# I ain’t gotta clue lower unit? Linkage? Shift cables?



## Capt—matt (May 14, 2021)

alright boys help me out! So I got this 1980 70hp 2 stroke Johnson motor strong. First thing I tried 2 different props it’s not a spun hub. I take it out it’ll engage in forward reverse and neutral. Runs good before I try to jump out of hole and plain off, but once I start accelerating and try to come out the hole motor starts jumping and poppin away. Take it out of the water pit ears on it and it runs like a top in forward and reverse revd all the way up. I ran seafoam thru it drained the gas,replaced plugs, tried 2 different props thinking it was a spun hub still did it. So I pulled the lower unit off looked at the drive shaft and it has a couple cuts in it on the bottom end of the 4 spline, I engage the shift rod in neutral it spins freely, put the rod in forward and reverse hard to spin and sounds bad but turns pull the oil plug and got a good bit of metal on the magnet side of the plug and the recently changed foot oil is black and smells like gear oil. Do y’all think I have bad gears in the the lower unit and that’s what’s causing all this or do y’all think it’s something else I can’t find anything about it on any other forum or video. I just wanna try and make sure it is this before I go buy a lower unit.


----------



## topnative2 (Feb 22, 2009)

Capt—matt said:


> alright boys help me out! So I got this 1980 70hp 2 stroke Johnson motor strong. First thing I tried 2 different props it’s not a spun hub. I take it out it’ll engage in forward reverse and neutral. Runs good before I try to jump out of hole and plain off, but once I start accelerating and try to come out the hole motor starts jumping and poppin away. Take it out of the water pit ears on it and it runs like a top in forward and reverse revd all the way up. I ran seafoam thru it drained the gas,replaced plugs, tried 2 different props thinking it was a spun hub still did it. So I pulled the lower unit off looked at the drive shaft and it has a couple cuts in it on the bottom end of the 4 spline, I engage the shift rod in neutral it spins freely, put the rod in forward and reverse hard to spin and sounds bad but turns pull the oil plug and got a good bit of metal on the magnet side of the plug and the recently changed foot oil is black and smells like gear oil. Do y’all think I have bad gears in the the lower unit and that’s what’s causing all this or do y’all think it’s something else I can’t find anything about it on any other forum or video. I just wanna try and make sure it is this before I go buy a lower unit.

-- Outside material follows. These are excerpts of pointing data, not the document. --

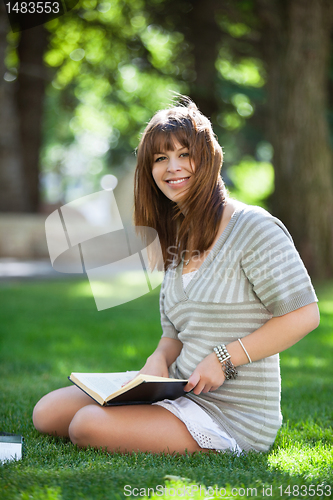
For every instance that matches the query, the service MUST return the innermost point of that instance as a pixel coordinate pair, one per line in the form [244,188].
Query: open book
[108,389]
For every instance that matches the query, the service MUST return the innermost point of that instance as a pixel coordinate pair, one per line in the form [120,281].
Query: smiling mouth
[178,181]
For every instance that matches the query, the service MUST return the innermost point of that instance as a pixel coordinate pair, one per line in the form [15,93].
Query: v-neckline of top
[210,257]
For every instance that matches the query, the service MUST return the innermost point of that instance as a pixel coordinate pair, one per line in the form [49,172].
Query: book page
[104,384]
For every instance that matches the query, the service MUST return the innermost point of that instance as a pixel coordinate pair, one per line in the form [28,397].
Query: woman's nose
[173,165]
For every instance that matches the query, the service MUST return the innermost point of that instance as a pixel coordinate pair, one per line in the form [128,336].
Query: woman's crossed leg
[70,413]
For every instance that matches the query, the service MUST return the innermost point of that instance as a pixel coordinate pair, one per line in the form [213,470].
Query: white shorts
[200,425]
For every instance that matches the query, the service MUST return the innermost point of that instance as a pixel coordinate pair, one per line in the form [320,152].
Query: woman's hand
[207,376]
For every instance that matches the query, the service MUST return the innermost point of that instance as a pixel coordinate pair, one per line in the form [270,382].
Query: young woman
[235,294]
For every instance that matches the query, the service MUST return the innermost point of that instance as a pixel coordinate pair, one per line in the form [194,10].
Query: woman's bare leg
[69,412]
[131,428]
[55,411]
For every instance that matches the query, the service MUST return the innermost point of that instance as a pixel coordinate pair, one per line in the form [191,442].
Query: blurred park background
[76,93]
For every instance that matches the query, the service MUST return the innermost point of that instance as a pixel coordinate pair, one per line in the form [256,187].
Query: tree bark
[12,193]
[296,42]
[21,105]
[32,79]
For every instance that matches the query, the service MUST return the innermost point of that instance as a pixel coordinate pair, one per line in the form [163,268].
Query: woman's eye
[160,158]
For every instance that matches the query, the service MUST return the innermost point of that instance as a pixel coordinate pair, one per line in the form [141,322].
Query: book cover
[109,389]
[10,446]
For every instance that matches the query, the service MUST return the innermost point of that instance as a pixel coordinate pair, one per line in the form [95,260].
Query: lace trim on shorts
[204,430]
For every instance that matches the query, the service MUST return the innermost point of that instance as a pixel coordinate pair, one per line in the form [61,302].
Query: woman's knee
[83,426]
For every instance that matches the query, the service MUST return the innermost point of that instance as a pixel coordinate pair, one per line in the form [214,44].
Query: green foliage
[113,64]
[49,329]
[253,181]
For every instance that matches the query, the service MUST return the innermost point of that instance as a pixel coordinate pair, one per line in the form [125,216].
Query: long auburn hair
[204,201]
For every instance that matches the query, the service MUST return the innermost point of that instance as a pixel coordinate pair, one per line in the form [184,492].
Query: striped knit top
[252,273]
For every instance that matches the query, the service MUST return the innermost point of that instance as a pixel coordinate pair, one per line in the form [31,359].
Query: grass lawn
[49,329]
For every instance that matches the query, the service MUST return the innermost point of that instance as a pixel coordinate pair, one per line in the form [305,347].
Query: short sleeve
[168,328]
[274,268]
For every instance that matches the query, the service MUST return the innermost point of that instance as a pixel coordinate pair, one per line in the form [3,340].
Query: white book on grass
[10,447]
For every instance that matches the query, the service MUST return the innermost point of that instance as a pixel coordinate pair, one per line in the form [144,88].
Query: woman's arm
[164,355]
[275,336]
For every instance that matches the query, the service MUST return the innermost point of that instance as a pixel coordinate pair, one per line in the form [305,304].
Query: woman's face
[173,172]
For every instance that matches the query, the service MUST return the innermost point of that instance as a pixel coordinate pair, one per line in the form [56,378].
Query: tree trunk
[30,99]
[296,41]
[12,193]
[204,35]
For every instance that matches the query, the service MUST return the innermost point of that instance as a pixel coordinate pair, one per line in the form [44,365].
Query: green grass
[49,329]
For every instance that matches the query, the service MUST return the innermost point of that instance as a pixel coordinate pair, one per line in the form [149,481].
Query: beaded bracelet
[223,356]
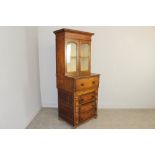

is the jumpin and popping in the top end as opposed to the gears?

If it is the lower unit, could be clutch dog

If it is in the top end, could be the a timing issue under the flywheel "magnets" could be getting loose after warm up


----------



## Capt—matt (May 14, 2021)

topnative2 said:


> is the jumpin and popping in the top end as opposed to the gears?
> 
> If it is the lower unit, could be clutch dog
> 
> If it is in the top end, could be the a timing issue under the flywheel "magnets" could be getting loose after warm up


If it was in the top in would do it when I have ut out of the water with ears on it right? As of right now it only does it under a load. I can let it run for 30 min in idle out of water with ears on put it in drive throttle up all the way and never does it but when I put it in the water and go to from idle to try and plain off it starts jumping and popping feel it all the way in the throttle box Makes the whole motor jump I have a video of I could figure out how to post thread on here.


----------



## topnative2 (Feb 22, 2009)

Capt—matt said:


> If it was in the top in would do it when I have ut out of the water with ears on it right? As of right now it only does it under a load. I can let it run for 30 min in idle out of water with ears on put it in drive throttle up all the way and never does it but when I put it in the water and go to from idle to try and plain off it starts jumping and popping feel it all the way in the throttle box Makes the whole motor jump I have a video of I could figure out how to post thread on here.


Ok....

Do one thing...run the motor in the dark like you just describe w/ the cowling off and look for fireworks....sparks jumping around from the plug wires etc.....we are trying to eliminate top end issues....

define popping?

if there are no sparks, I would say lower unit is the issue

does the motor go into gear smooth and crisp?


----------



## Capt—matt (May 14, 2021)

topnative2 said:


> Ok....
> 
> Do one thing...run the motor in the dark like you just describe w/ the cowling off and look for fireworks....sparks jumping around from the plug wires etc.....we are trying to eliminate top end issues....
> 
> ...


----------



## Capt—matt (May 14, 2021)

topnative2 said:


> Ok....
> 
> Do one thing...run the motor in the dark like you just describe w/ the cowling off and look for fireworks....sparks jumping around from the plug wires etc.....we are trying to eliminate top end issues....
> 
> ...


Yes goes into gear fine. Forward and reverse. When I say popping it’s more of like something is stopping the the prop from turning any faster and it’s feels as if a teeth on a gear somewhere is slipping when it does that. If you’ve ever messed with chains and sprockets it sounds and feels like a chain jumping on a sprocket because something is binding up


----------



## topnative2 (Feb 22, 2009)

spun hub is rolling around in my head except for the noise your describing.....just for grins.take the prop off and look at the hub from the motor side of the hub and see if it's messed up...if you have a spare prop try it..........money is on lower unit gears

all I got on it and will be off here for a few days...good luck w/ it


----------



## JC Designs (Apr 5, 2020)

Without seeing or inspecting, my first thought from your description alone is the clutch dog is worn and needs replaced. It will still engage but doesn’t have the bite to stay locked into the gears under load.


----------



## Capt—matt (May 14, 2021)

JC Designs said:


> Without seeing or inspecting, my first thought from your description alone is the clutch dog is worn and needs replaced. It will still engage but doesn’t have the bite to stay locked into the gears under load.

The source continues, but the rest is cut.